If your spouse hates Brussels sprouts and you love them, there may be a straightforward explanation: a gene known as TAS2R38.  Some people have a variant that amplifies their sensitivity to the compound that accounts for that vegetable’s bitterness, and some people don’t. Bitter taste perception has often been explained in evolutionary terms as a dietary adaptation.  Since many toxic substances are bitter, a heightened ability to detect particular bitter compounds could have conferred a survival advantage. 

But in a study of genetic variability among several hundred individuals hailing from 57 distinct populations in Central and East Africa, a team led by Sarah Tishkoff, the David and Lyn Silfen University Associate Professor in the genetics and biology departments [“Proof of Concept, Sept|Oct 2008], discovered something a little surprising: taste is only part of the story, and maybe not the main one.  

After testing the subjects’ ability to taste a bitter compound for which TAS2R38 codes a taste receptor protein, the team found no relationship between that ability and the subjects’ quite disparate traditional diets—suggesting, as postdoctoral researcher Michael Campbell put it, “that variation at this gene serves some other function beyond oral sensory perception.”  The finding appeared in Molecular Biology and Evolution.

Indeed, other studies have found receptors similar to TAS2R38 in the lungs and gut.  “Why are we ‘tasting’ in our guts or in our lungs?” said Tishkoff. “There must be something else that these taste receptors are doing.”

Whatever that is, there’s reason to believe it’s physiologically important, she added.  The data indicate that this gene is millions of years old, predating the evolution of modern humans.


The Altai-America Express

It has long been supposed that the deep ancestors of Native American peoples came from the Eastern Hemisphere.  A team of Penn anthropologists, led by associate professor Theodore Schurr, has used genetic analysis to zero in—with a remarkably high degree of precision—on one place that appears to have harbored some of the earliest Americans’ forebears: the Altai mountains, a region of southern Siberia wedged up against China, Mongolia, and Kazakhstan.  
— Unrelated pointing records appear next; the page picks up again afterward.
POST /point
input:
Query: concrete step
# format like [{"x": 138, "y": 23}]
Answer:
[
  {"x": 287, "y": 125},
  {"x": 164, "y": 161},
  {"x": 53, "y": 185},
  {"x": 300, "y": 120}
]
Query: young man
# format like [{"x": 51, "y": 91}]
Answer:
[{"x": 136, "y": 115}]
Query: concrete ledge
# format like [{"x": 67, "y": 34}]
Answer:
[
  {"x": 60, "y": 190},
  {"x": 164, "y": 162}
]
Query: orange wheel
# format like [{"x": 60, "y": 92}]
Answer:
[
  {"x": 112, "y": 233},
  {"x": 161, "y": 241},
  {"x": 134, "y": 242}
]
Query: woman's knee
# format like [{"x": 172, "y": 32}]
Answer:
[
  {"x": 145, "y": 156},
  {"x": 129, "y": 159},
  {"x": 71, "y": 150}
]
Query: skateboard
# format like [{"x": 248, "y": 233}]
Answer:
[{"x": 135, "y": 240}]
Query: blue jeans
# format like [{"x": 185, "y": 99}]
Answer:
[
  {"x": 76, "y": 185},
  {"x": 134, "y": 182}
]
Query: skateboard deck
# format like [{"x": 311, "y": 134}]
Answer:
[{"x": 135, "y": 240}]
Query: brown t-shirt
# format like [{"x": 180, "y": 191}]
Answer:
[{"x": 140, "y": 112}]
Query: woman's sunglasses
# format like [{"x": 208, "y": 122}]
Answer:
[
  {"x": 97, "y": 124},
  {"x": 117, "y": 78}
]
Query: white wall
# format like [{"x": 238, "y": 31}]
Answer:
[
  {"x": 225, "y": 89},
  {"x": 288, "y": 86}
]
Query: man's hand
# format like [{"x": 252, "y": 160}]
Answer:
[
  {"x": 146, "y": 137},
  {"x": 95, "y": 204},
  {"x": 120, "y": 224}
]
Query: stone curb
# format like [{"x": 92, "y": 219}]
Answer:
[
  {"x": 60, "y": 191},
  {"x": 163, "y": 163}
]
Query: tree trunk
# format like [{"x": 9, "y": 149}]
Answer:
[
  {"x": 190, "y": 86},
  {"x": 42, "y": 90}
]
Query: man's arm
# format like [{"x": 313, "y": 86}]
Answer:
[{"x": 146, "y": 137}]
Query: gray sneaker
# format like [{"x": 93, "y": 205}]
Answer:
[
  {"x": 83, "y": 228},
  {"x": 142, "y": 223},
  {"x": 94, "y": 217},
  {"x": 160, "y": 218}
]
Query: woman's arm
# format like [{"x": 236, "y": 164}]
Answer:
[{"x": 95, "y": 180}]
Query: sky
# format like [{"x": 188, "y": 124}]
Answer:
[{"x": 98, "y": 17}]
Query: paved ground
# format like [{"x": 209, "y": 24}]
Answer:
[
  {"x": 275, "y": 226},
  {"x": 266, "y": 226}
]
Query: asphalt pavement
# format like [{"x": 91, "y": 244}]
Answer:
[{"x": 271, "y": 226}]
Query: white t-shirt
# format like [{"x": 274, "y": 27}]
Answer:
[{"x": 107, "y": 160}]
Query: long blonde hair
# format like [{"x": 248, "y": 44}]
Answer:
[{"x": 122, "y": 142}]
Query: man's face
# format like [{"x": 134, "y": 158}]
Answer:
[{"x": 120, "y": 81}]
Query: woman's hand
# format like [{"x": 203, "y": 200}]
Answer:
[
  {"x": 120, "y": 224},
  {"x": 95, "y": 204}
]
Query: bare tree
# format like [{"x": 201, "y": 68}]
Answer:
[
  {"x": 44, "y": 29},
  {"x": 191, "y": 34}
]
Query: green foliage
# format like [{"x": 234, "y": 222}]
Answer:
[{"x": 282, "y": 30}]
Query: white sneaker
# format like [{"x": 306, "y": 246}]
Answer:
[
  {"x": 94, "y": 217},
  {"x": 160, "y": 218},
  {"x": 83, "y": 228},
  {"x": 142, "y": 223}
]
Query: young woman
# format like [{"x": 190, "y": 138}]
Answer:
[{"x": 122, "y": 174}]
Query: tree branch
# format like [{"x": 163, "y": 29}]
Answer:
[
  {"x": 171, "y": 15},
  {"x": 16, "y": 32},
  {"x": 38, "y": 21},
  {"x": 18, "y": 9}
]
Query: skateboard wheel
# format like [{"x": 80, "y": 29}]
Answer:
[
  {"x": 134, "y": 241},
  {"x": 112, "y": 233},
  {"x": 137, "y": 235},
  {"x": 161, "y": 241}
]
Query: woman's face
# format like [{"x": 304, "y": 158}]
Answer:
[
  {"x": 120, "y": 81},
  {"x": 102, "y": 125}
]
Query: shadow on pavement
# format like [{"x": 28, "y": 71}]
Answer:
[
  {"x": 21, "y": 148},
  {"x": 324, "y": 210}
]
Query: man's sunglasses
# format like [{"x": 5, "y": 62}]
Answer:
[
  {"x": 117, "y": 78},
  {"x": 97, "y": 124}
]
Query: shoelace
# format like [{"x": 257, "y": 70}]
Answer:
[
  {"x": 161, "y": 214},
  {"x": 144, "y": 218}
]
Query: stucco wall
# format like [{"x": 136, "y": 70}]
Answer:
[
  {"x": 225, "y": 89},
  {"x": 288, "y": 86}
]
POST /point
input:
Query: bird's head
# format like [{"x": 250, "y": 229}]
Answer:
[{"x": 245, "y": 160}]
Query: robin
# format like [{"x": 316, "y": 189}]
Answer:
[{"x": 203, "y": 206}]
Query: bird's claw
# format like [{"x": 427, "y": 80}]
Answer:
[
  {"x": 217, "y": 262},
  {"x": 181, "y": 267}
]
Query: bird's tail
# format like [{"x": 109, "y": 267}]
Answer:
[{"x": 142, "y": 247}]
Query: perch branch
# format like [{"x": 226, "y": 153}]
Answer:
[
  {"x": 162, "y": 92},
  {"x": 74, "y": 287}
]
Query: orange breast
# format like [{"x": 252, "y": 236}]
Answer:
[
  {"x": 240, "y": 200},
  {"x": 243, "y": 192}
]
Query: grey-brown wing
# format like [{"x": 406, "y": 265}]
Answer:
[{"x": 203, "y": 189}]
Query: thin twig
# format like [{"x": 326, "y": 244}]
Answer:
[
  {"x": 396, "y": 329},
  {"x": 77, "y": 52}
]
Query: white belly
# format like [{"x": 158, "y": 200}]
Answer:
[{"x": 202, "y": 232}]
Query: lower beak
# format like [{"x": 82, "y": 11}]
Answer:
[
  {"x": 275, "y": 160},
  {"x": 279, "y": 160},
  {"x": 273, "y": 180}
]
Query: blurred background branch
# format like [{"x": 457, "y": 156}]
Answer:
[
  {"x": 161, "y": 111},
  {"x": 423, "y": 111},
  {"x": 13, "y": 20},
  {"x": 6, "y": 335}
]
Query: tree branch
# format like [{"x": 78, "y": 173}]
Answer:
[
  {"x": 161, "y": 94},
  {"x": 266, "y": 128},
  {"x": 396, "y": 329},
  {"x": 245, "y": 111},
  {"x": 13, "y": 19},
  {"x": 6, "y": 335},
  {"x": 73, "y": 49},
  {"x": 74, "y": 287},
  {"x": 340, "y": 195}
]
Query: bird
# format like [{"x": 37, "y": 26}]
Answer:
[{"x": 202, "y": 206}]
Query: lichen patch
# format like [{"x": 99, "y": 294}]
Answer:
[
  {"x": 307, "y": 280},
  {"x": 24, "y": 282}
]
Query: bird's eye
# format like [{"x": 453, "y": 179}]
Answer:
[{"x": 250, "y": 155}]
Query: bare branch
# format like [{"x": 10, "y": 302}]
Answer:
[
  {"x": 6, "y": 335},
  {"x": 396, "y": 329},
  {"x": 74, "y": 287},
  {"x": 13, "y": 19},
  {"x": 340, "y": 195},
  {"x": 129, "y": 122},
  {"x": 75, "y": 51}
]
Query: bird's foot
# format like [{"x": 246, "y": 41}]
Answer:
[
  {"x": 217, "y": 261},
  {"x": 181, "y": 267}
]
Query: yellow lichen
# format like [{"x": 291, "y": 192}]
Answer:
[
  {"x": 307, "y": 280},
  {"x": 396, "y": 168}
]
Schurr and his colleagues, including collaborators from Russia’s Institute of Cytology and Genetics, found a unique mutation on the Y chromosome that is shared by Native Americans and southern Altaians. Additional similarities in the mitochondrial DNA of both groups bolster the likelihood that Native Americans split off from the southern Altaian lineage around 13,000 or 14,000 years ago—about 1,000 years before the human migration across the then-exposed Bering Land Bridge is thought to have occurred.  The study, published in the American Journal of Human Genetics, is not the first to report a genetic link between prehistoric Siberians and Native Americans, but its high-resolution genetic analysis enables a more fine-grained description of this branch of humanity’s phylogenetic tree.